La Mode Verte
Environmental Awareness Through Media ProductionsArchive for Disease
Natural History Museum Research Trip a Threat to Indigenous Paraguayan People
www.telegraph.co.uk 5th July 2011
The Natural History Museum, London, has postponed its biggest research expedition in 5o years following claims by human rights groups that it could put the lives of indigenous Paraguayan people at risk. The expedition intended to explore a vast dry forest called ‘Gran Chaco’ in the country, which holds the same biodiversity as the Amazon and has yet to be studied properly. However, concern was raised that the 40 scientists, along with their backup teams, may stumble across remote indigenous tribes that live in voluntary isolation. If this were to occur, the spreading of diseases may prove fatal to local people, just as they did 500 years ago when the Spanish and the English first alighted in the New World. The safety of the scientists was also questioned as some tribes, for example the Ayoreo, carry bows and arrows. The trip is now in a consultation period as the Paraguayan government discusses the venture with the Ayoreo tribe. The Natural History Museum has said that they would not go until “all parties were happy”. The Ayoreo are particularly important as the expedition hoped to work with them to learn local knowledge of the Gran Chaco’s environment. The forest, believed to home around 150 uncontacted people (down from 5,000 in 1950), is under severe threat from soy farming.

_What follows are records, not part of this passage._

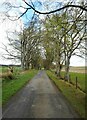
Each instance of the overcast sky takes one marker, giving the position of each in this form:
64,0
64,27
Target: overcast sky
7,25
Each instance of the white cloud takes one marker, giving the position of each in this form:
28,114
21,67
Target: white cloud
7,25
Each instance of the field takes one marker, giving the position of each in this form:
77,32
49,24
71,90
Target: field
81,79
75,96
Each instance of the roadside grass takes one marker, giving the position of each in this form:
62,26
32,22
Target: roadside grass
10,87
74,96
4,69
81,81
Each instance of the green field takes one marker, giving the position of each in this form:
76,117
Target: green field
81,79
10,87
74,96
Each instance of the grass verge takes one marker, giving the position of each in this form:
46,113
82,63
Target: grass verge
80,77
10,87
75,96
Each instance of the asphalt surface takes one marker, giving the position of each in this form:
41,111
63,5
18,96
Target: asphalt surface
39,99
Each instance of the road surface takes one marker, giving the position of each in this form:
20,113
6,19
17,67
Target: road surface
39,99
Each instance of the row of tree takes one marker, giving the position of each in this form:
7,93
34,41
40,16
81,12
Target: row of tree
51,42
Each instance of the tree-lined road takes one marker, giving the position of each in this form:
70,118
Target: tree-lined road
39,99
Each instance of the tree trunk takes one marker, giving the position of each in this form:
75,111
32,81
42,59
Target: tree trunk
67,63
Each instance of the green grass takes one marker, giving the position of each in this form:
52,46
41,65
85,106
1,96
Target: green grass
4,69
10,87
80,79
75,96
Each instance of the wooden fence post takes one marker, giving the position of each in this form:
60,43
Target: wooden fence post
76,83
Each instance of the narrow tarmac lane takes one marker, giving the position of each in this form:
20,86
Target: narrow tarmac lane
39,99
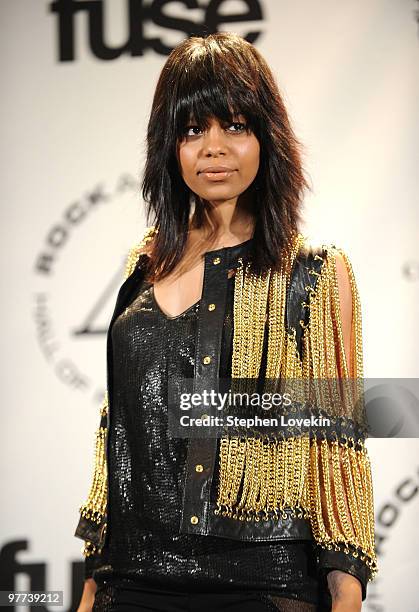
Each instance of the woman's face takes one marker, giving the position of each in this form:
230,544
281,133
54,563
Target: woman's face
232,153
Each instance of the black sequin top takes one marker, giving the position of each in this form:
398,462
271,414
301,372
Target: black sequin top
147,471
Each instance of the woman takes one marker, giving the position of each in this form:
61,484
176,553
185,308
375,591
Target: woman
223,286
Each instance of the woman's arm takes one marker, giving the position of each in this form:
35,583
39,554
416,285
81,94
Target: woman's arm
88,596
345,589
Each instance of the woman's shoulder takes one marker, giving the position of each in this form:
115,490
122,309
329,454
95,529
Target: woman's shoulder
142,247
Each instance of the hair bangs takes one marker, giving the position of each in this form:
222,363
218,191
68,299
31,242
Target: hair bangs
207,94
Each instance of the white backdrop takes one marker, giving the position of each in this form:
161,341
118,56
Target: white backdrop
72,150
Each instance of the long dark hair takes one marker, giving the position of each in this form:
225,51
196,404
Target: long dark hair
221,75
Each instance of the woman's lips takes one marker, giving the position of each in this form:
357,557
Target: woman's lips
217,176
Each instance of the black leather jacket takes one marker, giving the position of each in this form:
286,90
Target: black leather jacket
196,499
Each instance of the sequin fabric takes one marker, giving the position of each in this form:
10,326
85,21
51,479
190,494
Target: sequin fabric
146,467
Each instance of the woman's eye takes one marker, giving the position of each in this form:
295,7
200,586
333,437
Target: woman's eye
189,128
195,129
241,125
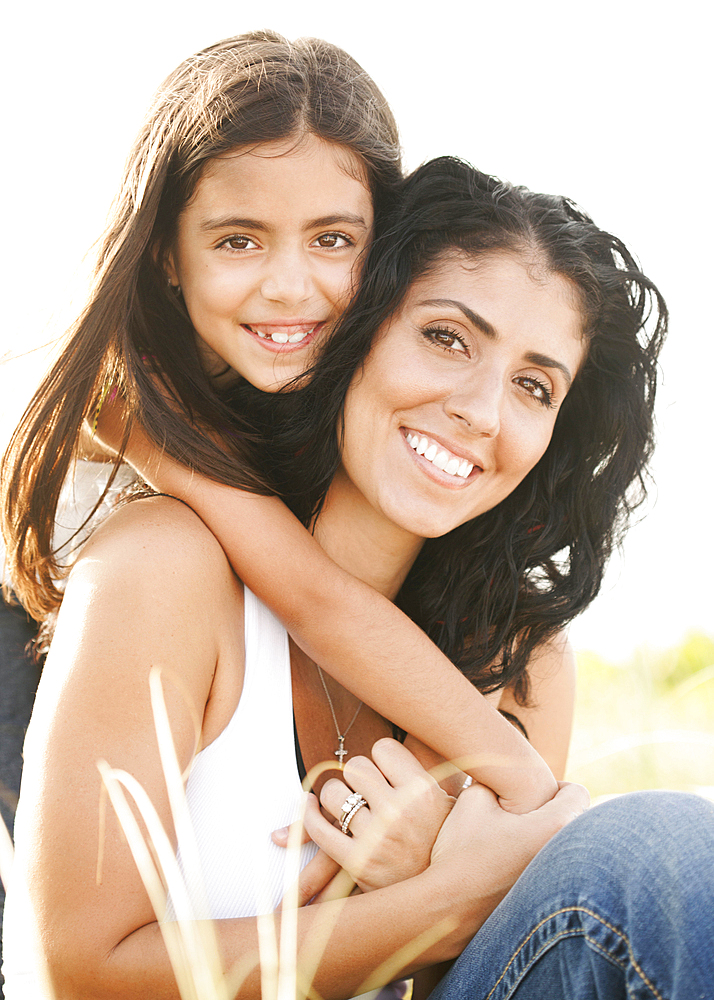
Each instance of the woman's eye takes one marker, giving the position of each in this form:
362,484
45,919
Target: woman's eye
333,241
537,389
238,243
448,340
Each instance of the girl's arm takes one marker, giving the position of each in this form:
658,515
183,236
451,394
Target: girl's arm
354,633
137,598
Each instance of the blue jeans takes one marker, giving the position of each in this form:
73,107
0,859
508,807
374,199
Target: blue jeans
620,904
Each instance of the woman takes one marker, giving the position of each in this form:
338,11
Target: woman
510,315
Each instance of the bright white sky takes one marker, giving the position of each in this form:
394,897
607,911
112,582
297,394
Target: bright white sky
609,103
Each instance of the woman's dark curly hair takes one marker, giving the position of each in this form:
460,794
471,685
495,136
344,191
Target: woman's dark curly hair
493,589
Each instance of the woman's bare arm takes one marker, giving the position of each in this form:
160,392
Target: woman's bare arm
355,634
137,598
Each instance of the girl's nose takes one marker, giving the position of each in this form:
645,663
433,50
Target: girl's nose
478,404
287,280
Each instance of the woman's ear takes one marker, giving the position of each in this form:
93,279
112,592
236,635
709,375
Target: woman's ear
169,268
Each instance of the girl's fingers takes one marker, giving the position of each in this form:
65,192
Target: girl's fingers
280,836
316,876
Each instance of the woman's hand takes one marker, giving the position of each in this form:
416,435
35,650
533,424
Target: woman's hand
393,835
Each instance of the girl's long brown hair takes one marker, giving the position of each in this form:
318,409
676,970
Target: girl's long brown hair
135,334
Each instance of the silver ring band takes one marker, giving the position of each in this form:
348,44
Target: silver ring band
350,807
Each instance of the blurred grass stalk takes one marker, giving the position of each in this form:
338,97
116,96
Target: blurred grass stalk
644,724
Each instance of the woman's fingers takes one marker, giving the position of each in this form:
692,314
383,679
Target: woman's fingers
335,797
325,835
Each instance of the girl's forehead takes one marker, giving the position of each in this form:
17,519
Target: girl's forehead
296,153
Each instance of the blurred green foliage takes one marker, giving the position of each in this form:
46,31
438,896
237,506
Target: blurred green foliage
648,722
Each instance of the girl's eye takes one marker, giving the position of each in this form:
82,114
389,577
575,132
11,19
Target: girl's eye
238,243
537,389
446,339
333,241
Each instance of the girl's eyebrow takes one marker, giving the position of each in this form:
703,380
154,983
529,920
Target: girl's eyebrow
233,222
533,357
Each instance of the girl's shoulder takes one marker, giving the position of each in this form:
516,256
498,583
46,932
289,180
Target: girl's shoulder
154,535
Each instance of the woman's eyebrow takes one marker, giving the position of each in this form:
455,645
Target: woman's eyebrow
232,222
533,357
474,318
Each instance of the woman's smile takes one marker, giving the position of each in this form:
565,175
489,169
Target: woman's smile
455,468
458,398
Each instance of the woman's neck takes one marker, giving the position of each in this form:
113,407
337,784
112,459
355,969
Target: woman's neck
362,541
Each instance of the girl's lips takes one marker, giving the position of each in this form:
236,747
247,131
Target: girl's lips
442,464
284,337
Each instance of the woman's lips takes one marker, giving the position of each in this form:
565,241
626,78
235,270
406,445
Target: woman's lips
284,336
457,467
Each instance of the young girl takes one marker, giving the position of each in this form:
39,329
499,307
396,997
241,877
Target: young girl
262,173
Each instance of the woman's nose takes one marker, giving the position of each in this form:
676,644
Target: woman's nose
287,280
478,404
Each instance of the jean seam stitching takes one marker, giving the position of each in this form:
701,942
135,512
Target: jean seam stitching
596,916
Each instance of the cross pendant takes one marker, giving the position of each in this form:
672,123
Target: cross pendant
341,752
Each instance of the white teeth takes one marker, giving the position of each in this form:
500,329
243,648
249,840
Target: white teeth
440,458
281,337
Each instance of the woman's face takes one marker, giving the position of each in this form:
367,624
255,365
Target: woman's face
459,395
266,254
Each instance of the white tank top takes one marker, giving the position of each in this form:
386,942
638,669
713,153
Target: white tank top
246,784
241,787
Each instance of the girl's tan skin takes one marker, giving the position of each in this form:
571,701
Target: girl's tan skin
253,254
102,940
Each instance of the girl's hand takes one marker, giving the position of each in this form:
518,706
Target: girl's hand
482,846
391,838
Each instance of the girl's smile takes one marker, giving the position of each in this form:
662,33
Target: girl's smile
266,253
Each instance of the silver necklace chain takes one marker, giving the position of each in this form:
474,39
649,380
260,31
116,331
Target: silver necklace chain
340,752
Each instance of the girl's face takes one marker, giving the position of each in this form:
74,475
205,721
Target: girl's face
459,395
266,254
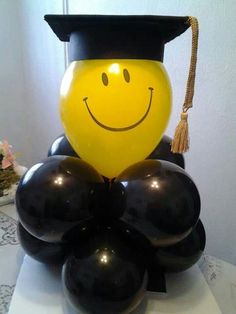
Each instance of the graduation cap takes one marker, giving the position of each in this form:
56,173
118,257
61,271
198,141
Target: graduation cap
129,37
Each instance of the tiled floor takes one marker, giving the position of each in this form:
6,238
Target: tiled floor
11,255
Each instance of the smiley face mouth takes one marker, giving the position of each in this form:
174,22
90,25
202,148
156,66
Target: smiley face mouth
126,128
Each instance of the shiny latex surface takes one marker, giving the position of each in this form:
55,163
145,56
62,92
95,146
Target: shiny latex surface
105,274
45,252
61,146
184,254
114,112
157,198
58,194
163,152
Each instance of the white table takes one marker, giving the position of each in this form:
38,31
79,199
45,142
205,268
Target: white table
38,291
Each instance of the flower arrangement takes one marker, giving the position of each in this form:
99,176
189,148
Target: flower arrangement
8,173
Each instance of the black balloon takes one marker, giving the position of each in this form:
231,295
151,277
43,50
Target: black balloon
184,254
57,195
45,252
163,152
61,146
105,274
157,198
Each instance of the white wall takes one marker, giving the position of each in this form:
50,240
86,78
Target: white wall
43,57
32,64
212,157
12,96
31,68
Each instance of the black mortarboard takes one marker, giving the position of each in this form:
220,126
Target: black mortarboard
116,36
130,37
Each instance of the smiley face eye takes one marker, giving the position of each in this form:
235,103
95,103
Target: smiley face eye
105,79
126,75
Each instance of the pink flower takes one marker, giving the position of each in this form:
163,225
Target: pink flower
8,157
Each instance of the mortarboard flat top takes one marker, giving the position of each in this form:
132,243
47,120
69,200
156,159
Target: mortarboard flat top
117,36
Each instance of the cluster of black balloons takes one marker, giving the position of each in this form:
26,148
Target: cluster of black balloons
115,238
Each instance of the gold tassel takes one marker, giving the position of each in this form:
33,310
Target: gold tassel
180,143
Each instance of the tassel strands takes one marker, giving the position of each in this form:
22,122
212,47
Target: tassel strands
180,143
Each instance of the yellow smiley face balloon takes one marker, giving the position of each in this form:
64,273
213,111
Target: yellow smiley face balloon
114,112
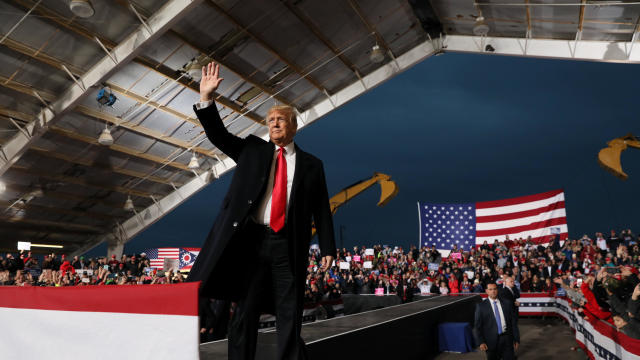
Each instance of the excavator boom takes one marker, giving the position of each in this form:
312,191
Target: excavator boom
388,190
609,157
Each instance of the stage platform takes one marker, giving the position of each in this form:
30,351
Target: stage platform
409,330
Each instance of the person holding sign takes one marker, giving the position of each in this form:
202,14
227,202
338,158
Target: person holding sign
265,219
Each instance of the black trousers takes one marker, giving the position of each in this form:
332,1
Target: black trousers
271,276
504,350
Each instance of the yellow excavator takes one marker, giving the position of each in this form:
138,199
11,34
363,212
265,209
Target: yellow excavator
388,190
609,157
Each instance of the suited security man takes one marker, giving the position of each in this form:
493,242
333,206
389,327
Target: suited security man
509,291
495,326
257,251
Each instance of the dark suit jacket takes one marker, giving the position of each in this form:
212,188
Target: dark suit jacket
506,294
547,274
485,327
227,252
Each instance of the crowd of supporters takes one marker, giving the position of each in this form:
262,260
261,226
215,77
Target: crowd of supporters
25,270
600,275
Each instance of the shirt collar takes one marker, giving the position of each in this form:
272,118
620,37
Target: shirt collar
290,148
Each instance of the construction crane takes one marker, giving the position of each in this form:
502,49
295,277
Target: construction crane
609,157
388,190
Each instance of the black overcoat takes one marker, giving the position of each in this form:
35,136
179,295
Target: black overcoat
225,260
485,327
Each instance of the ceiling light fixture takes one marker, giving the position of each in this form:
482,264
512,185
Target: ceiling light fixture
193,163
377,55
128,205
105,137
81,8
480,28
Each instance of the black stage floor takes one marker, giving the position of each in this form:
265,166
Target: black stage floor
407,329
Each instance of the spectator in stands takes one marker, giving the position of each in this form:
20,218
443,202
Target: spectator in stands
613,241
477,286
627,325
536,284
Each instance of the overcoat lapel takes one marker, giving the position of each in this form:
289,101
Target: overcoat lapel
301,164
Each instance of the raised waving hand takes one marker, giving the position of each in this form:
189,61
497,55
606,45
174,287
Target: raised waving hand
210,81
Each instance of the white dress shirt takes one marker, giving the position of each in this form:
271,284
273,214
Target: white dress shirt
502,321
262,214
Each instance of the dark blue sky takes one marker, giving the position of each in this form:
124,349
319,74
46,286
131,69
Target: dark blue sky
462,128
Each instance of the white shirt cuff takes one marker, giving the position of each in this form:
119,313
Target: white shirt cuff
203,104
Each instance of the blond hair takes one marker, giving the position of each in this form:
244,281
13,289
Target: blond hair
287,110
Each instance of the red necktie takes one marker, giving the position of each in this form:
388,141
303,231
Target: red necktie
279,195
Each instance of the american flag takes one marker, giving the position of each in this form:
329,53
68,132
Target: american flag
537,216
185,256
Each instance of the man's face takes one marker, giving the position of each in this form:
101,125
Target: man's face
281,128
619,322
492,291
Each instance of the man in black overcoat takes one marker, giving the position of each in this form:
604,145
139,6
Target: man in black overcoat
495,326
509,291
257,251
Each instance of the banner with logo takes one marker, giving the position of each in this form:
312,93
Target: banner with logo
109,322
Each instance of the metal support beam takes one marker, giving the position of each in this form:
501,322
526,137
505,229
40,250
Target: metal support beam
107,44
379,39
160,22
308,22
74,135
268,47
134,225
609,51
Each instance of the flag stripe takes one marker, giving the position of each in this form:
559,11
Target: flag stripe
518,200
520,214
134,299
522,228
507,224
537,216
520,207
544,232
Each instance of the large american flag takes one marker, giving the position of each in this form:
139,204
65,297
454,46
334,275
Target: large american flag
540,216
185,256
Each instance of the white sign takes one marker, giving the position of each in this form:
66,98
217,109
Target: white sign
170,264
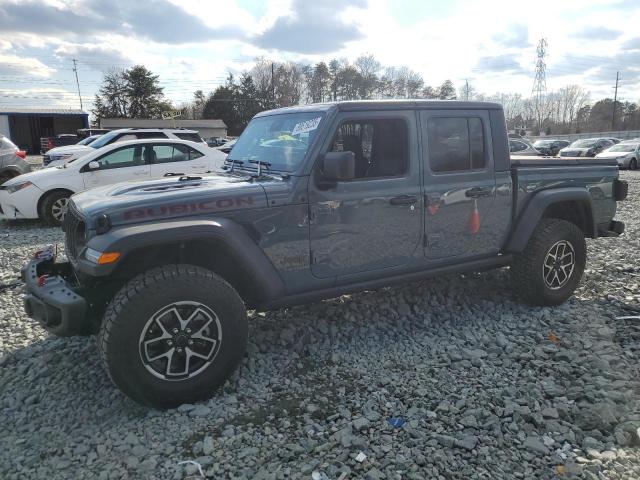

The Zombie Virus is Possible!
www.nationalgeographic.com 27th October 2010
A National Geographic documentary entitled The Truth Behind Zombies, to premier this Saturday coming, is to show scientists discussing the possibility of a ‘zombie’ disease. The Rabies virus does have the ability to drive people violently mad, according to Samita Andreansky, a virologist at the University of Miami’s Miller School of Medicine in Florida. If this was to combine with the Flu virus, with its renowned ability to spread quickly, then scenarios from the films 28 Days Later and The Crazies are at least partly possible. However, there are some clear differences. For example, the dead would not be brought back to life as the virus can only survive in a living host. Secondly, rabies symptoms, such as anxiety, hallucinations, paralysis, and confusion, take anywhere between 10 days to a year to manifest. Then, once the virus sets in, victims usually die within a week if left untreated. Through genetic mutation though, the incubation period could be dramatically reduced. Rabies is also not very contagious. Humans usually catch it off rabid animals but it isn’t known to be transmitted from person to person. It is also rare. In 2008, only 2 cases were reported in the USA. Although it is technically possible to artificially create a hybrid zombie virus, it is very difficult, according to Elankumaran Subbiah, a virologist at Virginia Tech.